No one expects trust to be broken when they engage trusted individuals and companies to safeguard that which requires security, such as protected health information (PHI) and personally identifiable information (PII). Yet that is what happened to Gwinnett Medical Center (GMC) and its Lawrenceville and Duluth, Georgia, hospitals when Vikas Singla, chief operating officer of Securolytics, broke the bond of trust.

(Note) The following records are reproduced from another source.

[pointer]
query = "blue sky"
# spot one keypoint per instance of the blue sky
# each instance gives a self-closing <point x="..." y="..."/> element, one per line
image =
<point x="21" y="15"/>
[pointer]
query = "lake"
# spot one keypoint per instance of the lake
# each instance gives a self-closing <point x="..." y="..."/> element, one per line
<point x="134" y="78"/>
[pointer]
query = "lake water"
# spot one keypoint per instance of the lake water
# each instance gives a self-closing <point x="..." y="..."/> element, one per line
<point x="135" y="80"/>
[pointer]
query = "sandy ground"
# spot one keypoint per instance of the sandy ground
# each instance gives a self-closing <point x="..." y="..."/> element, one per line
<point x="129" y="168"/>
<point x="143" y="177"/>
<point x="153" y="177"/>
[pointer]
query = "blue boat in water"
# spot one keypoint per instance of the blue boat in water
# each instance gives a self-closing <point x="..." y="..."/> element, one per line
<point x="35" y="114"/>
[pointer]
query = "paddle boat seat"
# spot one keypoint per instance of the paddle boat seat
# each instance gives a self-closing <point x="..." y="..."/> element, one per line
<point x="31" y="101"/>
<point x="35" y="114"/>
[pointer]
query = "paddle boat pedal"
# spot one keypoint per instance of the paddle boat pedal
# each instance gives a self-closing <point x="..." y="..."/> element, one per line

Singla, indicted by a grand jury on June 08, 2021, is the subject of an 18-count indictment surrounding his role in aiding and abetting unidentified criminals in their exploitation of Gwinnett’s Ascom phone system and several Lexmark printers used across the medical entity in 2018.
Vikas Singla assumed the role of COO at Securolytics in April 2016. In 2017 Securolytics discovered an exploit called the “Split Tunnel SMTP” exploit, and Singla was quoted as saying the firm tested the exploit against two organizations: a 400-employee hospital and an 11,500-employee healthcare system. Interestingly, Securolytics proffers a case study on how a “top 10 U.S. hospital trusts Securolytics to secure their connected medical and infrastructure devices and to be the ‘source of truth’ for automated IoT asset inventory.”
The “IT incident” at GMC
In October 2018, CSO reported that a possible data breach had occurred at GMC. At that time, a spokesperson for GMC said that there had not been a data breach, saying GMC was investigating an “IT incident.” The alleged attackers had accessed patient records and medical devices. Interestingly, the attackers took to taunting GMC via social network postings and made mention of “owning the Ascom system.”
The accusations Singla faces mesh nicely with GMC’s “IT Incident” in both timing and function (the exploitation of the Ascom phone systems). A review of the Department of Health and Human Services, Office for Civil Rights breach notification reports from 2018 make no reference to a HIPAA data breach involving more than 500 individuals.